IQueryable<Appeal> appeal = Repository.Appeals.Include("Case").Include("Case.Patient").Include("ShipmentAppeals").Where(ap => ap.CaseId == caseID);
IQueryable<ICollection<ShipmentAppeals>> shipmentAppeals = appeal.Select(ap => ap.ShipmentAppeals)
ShipmentAppeals是Appeal&amp;的关联表。装运实体。
我想从Repository.Shipments中获取那些货件,其ShipmentID存在于以上的shipmentAppeals集合中。
我写的查询如下。

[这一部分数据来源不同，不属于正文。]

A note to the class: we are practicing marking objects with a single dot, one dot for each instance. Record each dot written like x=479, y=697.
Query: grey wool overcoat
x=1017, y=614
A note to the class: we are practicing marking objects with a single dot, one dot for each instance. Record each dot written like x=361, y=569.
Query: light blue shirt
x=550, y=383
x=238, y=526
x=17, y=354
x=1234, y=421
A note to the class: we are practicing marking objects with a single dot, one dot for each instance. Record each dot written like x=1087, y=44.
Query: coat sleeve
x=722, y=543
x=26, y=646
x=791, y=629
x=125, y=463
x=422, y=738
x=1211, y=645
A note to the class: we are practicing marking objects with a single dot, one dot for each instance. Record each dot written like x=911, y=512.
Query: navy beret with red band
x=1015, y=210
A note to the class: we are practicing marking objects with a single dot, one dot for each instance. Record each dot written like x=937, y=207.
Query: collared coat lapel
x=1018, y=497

它确实有效,但我想避免每个循环:
foreach (ICollection<ShipmentAppeals> sAppealOuter in shipmentAppeals.ToList())
{
foreach (ShipmentAppeals sAppealInner in sAppealOuter)
{
Shipment shipment = Repository.Shipments.First(s => s.ID == sAppealInner.ShipmentID);
caseShipments.Add(shipment);
}
}
}
答案 0 :(得分:2)
首先,我们可以使用SelectMany将一系列上诉集合转换为上诉。
接下来,我们可以只使用一个查询来获取所有上诉的所有货件,而不是通过它们中的每一个并进行数据库查询以获得货件。这可以通过Join来完成。 (或者,如果您不想要重复发货,可以使用GroupJoin并选择每个组中的第一个项目。)
var caseShipments = shipmentAppeals.SelectMany(repository => repository)
.Join(Repository.Shipments, appeal => appeal.ShipmentID
, shipment => shipment.ID, (appeal, shipment) => shipment);
或者在查询语法中:
var caseShipments = from repository in shipmentAppeals
from appeal in repository
join shipment in Repository.Shipments
on appeal.ShipmentID equals shipment.ID
select shipment;
请注意,由于延迟执行,此整个查询将只进行一次数据库往返,因为每个查询都用于组成另一个查询,而不是先执行。